Em 2-5-1994 o A. celebrou com BB um contrato promessa de compra e venda, segundo o qual, por quatro milhões de escudos, comprava metade do prédio rústico inscrito na matriz predial rústica sob o artigo 8270. O A. pagou dois milhões de escudos na data da outorga daquele contrato e os restantes dois milhões de escudos em 2-5-1996.

Por desavenças pessoais nunca foi celebrado o contrato de compra e venda. Após a celebração do contrato promessa, o R. BB, colocou demarcações efetivas que separaram as duas metades do terreno, tendo construído na sua metade (nascente) a sua casa de habitação e um edifício destinado a assar leitões; todavia, inscreveu aquela construção na matriz predial urbana sob os artigos 2260 e 2476, com descrição na Conservatória do Registo Predial de ... sob o n.º 3761, englobando também a área prometida vender.

Desde 2-5-1994 o A. entrou na posse da sua metade, cuidando da mesma como propriedade sua, nela exercendo actividade agrícola e florestal, cortando e vendendo pinheiros, fazendo seu o dinheiro obtido com tal venda, à vista e com conhecimento de toda a gente e sempre sem oposição de ninguém, razão pela qual adquiriu o direito de propriedade sobre tal parcela do prédio rústico, por usucapião.

Pediu o A. a separação da metade rústica do prédio identificado no artigo 1.º da petição inicial, apreendido para a Massa Insolvente, e a sua imediata restituição ao A., com anulação do registo efectuado a favor da Massa Insolvente.
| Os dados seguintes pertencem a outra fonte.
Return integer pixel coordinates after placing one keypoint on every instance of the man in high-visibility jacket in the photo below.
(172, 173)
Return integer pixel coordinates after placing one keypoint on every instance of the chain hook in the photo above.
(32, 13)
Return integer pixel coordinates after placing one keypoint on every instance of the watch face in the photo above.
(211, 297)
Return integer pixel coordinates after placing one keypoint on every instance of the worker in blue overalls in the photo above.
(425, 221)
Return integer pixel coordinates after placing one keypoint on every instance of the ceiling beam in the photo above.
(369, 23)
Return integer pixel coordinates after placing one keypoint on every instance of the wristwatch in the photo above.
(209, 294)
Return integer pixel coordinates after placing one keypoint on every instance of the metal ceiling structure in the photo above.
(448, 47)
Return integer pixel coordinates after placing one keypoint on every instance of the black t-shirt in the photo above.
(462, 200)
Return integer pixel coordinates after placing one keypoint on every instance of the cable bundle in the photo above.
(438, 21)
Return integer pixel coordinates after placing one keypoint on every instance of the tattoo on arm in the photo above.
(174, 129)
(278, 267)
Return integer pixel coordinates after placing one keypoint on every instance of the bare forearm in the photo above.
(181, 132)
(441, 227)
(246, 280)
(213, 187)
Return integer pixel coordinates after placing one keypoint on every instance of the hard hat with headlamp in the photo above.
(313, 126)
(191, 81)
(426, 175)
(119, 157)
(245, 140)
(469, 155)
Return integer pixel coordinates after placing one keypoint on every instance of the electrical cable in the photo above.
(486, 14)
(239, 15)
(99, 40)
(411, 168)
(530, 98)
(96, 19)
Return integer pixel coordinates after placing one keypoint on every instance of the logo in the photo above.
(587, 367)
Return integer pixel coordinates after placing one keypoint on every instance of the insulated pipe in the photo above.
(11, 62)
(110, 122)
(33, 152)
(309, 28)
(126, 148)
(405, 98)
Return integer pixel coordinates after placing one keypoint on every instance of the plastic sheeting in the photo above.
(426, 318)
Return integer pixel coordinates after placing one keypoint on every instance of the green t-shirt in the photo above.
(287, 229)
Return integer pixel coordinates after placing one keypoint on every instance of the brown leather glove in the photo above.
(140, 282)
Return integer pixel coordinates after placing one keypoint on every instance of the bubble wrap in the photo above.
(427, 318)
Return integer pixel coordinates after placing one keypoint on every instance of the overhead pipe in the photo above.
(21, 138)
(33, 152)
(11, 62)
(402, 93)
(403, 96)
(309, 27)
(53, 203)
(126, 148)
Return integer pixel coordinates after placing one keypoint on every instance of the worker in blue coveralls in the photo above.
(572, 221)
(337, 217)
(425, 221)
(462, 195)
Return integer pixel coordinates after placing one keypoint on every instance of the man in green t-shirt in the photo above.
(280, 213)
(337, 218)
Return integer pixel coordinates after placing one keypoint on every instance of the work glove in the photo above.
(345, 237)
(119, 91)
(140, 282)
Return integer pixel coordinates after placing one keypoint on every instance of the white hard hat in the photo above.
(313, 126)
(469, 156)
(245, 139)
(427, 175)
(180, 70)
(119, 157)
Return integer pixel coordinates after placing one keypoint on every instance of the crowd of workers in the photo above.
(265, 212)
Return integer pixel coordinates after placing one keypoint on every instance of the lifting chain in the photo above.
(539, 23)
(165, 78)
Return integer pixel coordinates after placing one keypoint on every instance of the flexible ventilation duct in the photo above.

Apenas a credora «Ertow Asset Management, S.A.» apresentou contestação. Impugnou factualidade alegada pelo A., referiu que o prédio cujo direito de propriedade é alegado pelo A. não é o mesmo das verbas apreendidas a favor da Massa Insolvente, mencionou ser esta acção mais um meio para evitar a venda do património do R. insolvente.

Concluiu pela improcedência da acção.

O A. respondeu e o processo prosseguiu, vindo, a final, a ser proferida sentença que decidiu: «… julgo a presente ação procedente, por provada, termos em que determino a separação da Massa Insolvente do prédio identificado nos pontos 2., 5. e 11. dos factos provados, correspondente à parte poente e rústica da verba n.º 1 do Auto de Apreensão, e a sua restituição ao autor AA e, consequentemente a anulação do registo efetuada a favor da Massa Insolvente, relativamente à realidade física correspondente a tal prédio».
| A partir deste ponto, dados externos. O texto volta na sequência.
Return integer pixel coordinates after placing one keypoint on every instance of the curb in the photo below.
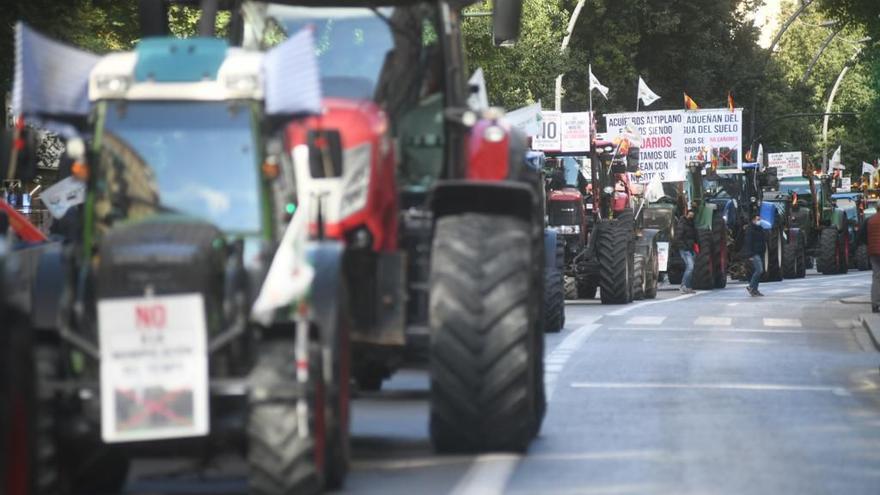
(871, 323)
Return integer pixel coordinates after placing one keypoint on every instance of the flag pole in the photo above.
(590, 91)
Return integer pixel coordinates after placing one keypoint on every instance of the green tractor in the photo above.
(823, 225)
(154, 331)
(711, 260)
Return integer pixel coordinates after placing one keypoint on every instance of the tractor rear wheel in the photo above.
(283, 455)
(554, 301)
(863, 261)
(639, 277)
(774, 256)
(484, 352)
(828, 261)
(704, 273)
(615, 245)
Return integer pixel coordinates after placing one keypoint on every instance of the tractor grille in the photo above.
(165, 257)
(565, 212)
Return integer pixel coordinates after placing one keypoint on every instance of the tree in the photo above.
(526, 72)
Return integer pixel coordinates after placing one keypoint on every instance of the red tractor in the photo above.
(621, 255)
(441, 216)
(568, 215)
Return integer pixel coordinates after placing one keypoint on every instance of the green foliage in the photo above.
(525, 72)
(857, 93)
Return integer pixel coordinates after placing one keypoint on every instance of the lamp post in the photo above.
(822, 49)
(849, 64)
(772, 49)
(574, 15)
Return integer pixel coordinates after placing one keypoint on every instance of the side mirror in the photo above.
(506, 18)
(325, 154)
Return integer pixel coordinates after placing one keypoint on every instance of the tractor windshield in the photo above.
(193, 158)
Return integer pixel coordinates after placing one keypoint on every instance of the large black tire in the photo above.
(774, 256)
(704, 269)
(281, 460)
(653, 275)
(719, 252)
(554, 301)
(828, 259)
(639, 277)
(863, 261)
(615, 253)
(485, 351)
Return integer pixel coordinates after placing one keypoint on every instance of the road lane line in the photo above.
(727, 330)
(713, 321)
(758, 387)
(782, 322)
(646, 320)
(488, 475)
(626, 309)
(555, 362)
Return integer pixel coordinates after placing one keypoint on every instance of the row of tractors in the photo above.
(806, 223)
(387, 224)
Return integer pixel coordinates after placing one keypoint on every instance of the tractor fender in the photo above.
(326, 259)
(48, 286)
(512, 198)
(550, 241)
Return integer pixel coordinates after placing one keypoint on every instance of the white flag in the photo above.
(835, 163)
(595, 84)
(479, 99)
(645, 94)
(654, 191)
(290, 274)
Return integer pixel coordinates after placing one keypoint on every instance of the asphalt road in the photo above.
(713, 393)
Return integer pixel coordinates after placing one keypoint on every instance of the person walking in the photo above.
(754, 250)
(869, 234)
(687, 237)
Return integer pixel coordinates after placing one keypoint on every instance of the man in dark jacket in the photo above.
(686, 233)
(754, 249)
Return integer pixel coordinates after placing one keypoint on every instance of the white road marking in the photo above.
(713, 321)
(554, 363)
(782, 322)
(626, 309)
(760, 387)
(646, 320)
(488, 475)
(727, 330)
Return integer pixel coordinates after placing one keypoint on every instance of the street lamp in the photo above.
(833, 94)
(776, 39)
(821, 49)
(574, 15)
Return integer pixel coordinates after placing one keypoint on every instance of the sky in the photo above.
(766, 20)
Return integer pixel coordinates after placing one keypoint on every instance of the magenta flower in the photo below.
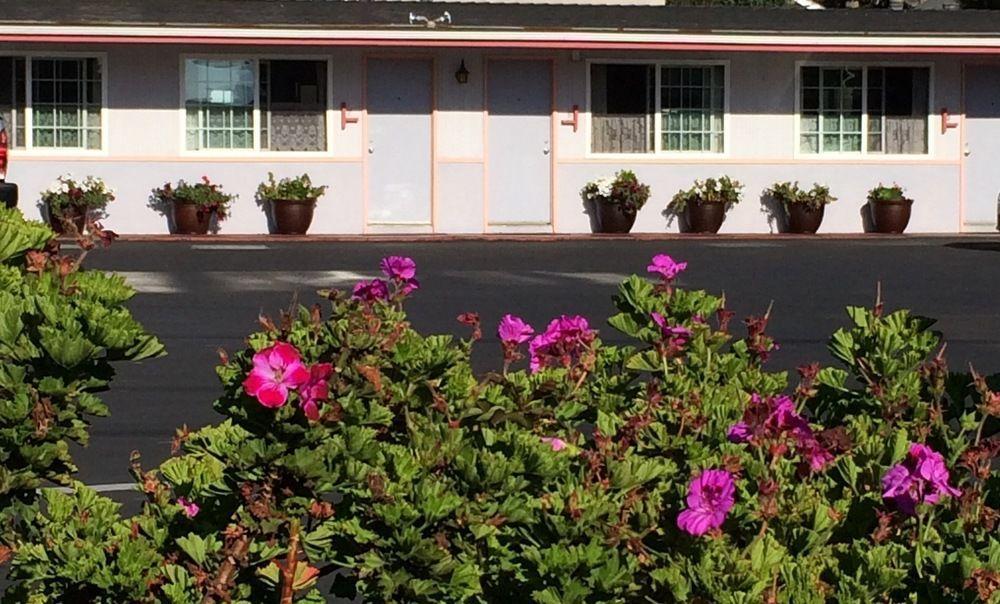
(402, 271)
(557, 444)
(399, 268)
(316, 390)
(513, 330)
(370, 291)
(711, 495)
(276, 370)
(665, 266)
(562, 344)
(190, 508)
(922, 477)
(775, 422)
A credora contestante apresentou recurso de apelação, vindo o Tribunal da Relação do Porto a proferir acórdão julgando procedente a apelação e revogando sentença recorrida.

Deste acórdão interpôs o A. recurso de revista do qual constam as seguintes denominadas conclusões: 1 - O presente recurso visa impugnar, na totalidade, o Douto Acórdão proferido, em 10.11.2022, pelo Tribunal da Relação do Porto que revogou, totalmente, a Douta Sentença proferida pela 1ª Instância – Tribunal Judicial da Comarca de Aveiro, Juízo de Comércio de ... e tem como fundamentos a nulidade prevista na art. 615º, nº 1, alínea d) – excesso de pronúncia – do Código de Processo Civil, aplicável por força do artigo 674º, nº 1, alínea c), do mesmo diploma legal, de que o referido Acórdão enferma e a violação da lei substantiva (artigo 674º, nº 1, alínea a) do Código de Processo Civil), contrária à Jurisprudência e à melhor Doutrina nele cometida.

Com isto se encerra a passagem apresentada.